Yo asentía, incrédula y aterrada. No preguntaba
nada, no quería interrumpir su minuciosa narración de tan siniestros hechos.
Nos fuimos a dormir, evitando así mis preguntas. Cuando
amanecía, escuchamos el galopar de caballos. Nos levantamos de golpe y
atisbamos detrás de los cristales. Los soldados se habían concentrado en la
plaza y solicitaban una curandera para arreglar los problemas de impotencia del
señor marqués. En un plazo de veinticuatro horas debería personarse en el
castillo.
–Jimena, escucha con atención –le dije yo–. Soy
curandera y tengo la solución al problema del marqués. Esta tarde iré hasta el
castillo para ofrecer mis servicios.
–No, no puedes ir, puede costarte la vida en caso
de no poder curar al maldito violador.
–Tranquila, sé cuidarme sola. Quiero y puedo
ayudaros. He de intentarlo. Su impotencia intensificará su violencia hacia
vosotros y las consecuencias serán terribles. Tengo un licor de algarrobas
secas, que he tenido en maceración un año, y es la solución para su impotencia.
Me despedí, cogí mis bártulos y emprendí el camino
del castillo, donde fui conducida a los aposentos del tirano. El marqués estaba
tendido en un camastro y bebía vino, con tanta ansiedad que se derramaba por
las comisuras de sus labios. La imagen me produjo náuseas y estuve a punto de
vomitar.
–¿Tienes la solución a mi problema? Sabes que, si
no logras curarme, tendrás consecuencias poco agradables. Tienes una semana
para que los resultados sean visibles. En caso contrario, serás entregada a los
soldados de las montañas y ellos se encargarán de darte tu merecido.

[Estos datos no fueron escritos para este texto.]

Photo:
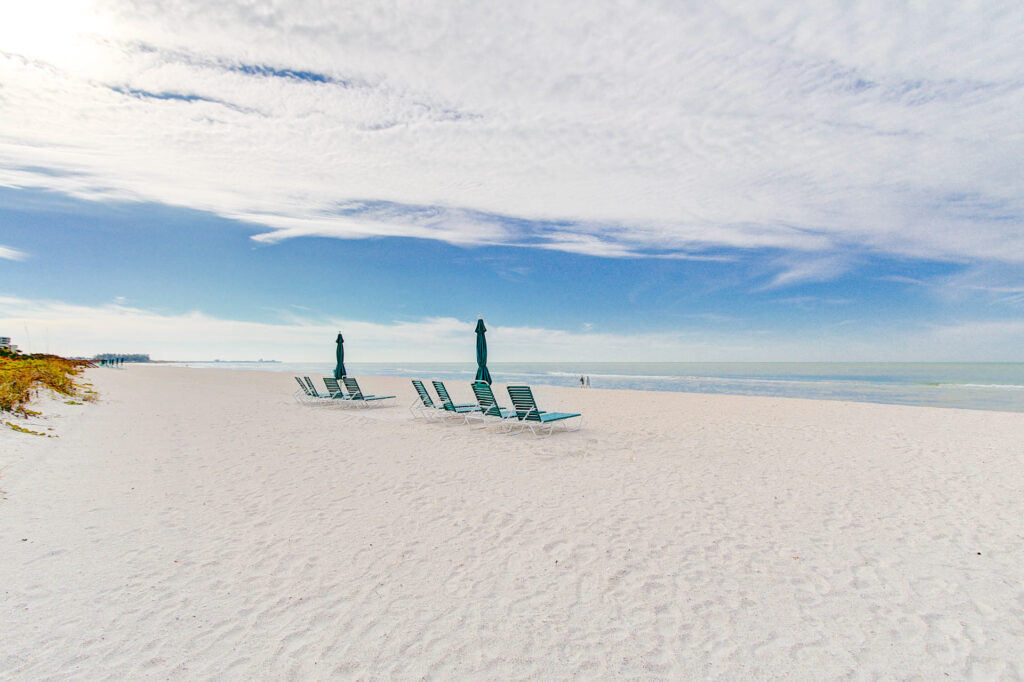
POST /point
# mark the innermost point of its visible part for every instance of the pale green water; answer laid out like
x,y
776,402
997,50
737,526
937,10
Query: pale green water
x,y
971,385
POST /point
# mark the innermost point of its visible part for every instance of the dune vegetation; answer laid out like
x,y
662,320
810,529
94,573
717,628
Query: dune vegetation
x,y
22,376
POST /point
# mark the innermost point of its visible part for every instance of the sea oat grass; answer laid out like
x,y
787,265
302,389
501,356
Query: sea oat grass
x,y
22,376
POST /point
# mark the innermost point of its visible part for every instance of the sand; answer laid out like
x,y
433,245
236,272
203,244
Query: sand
x,y
199,524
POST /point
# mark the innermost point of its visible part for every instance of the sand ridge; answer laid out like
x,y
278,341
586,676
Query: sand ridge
x,y
200,523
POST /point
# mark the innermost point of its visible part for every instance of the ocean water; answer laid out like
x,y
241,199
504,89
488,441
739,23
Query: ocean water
x,y
970,385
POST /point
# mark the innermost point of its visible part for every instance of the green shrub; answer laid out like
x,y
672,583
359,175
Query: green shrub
x,y
20,375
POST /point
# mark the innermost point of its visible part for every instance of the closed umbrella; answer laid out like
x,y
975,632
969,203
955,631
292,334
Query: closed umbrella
x,y
339,370
481,352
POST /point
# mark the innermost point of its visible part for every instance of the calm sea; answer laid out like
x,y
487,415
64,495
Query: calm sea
x,y
972,385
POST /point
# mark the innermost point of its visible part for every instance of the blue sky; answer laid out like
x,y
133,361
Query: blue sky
x,y
708,181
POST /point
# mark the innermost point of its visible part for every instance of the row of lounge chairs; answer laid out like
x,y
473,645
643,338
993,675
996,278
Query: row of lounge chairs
x,y
350,394
521,416
523,413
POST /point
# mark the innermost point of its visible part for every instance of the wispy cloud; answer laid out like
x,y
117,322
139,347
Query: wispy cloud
x,y
11,254
663,130
82,330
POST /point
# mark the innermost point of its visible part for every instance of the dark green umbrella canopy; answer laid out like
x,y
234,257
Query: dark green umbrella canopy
x,y
339,370
481,352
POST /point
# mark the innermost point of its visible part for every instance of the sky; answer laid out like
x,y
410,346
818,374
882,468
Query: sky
x,y
599,180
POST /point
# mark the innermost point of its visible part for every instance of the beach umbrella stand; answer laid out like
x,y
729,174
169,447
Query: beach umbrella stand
x,y
481,352
339,369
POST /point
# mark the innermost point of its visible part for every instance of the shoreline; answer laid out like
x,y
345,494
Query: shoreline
x,y
196,524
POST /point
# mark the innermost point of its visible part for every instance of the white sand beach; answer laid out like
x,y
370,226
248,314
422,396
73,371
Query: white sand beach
x,y
200,524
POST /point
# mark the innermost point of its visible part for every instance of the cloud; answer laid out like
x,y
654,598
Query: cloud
x,y
81,330
11,254
665,130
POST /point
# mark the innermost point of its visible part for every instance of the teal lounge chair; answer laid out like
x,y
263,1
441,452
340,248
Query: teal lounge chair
x,y
456,411
489,410
304,394
336,391
534,419
424,406
355,393
312,389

–Sí, la tengo. Antes de una semana estará curado,
señor marqués. Pero tiene que seguir las instrucciones al pie de la letra. Se
trata de una enfermedad muy contagiosa, y los siguientes serán todos los
hombres que están a su servicio. Todos deben ponerse en tratamiento hoy mismo. Reúna
a todos sus soldados, beban todos el vino que yo les prepare con las gotas
medicinales y, en cuarenta y ocho horas, usted recuperará un vigor
inimaginable.
La noticia de la muerte del marqués y sus soldados
corrió como la pólvora. Las gentes lo celebraban, el terror se había acabado.
Jimena me agarró la mano:
–¿Tienes algo que contarme?
–Se ha hecho justicia… naturalmente.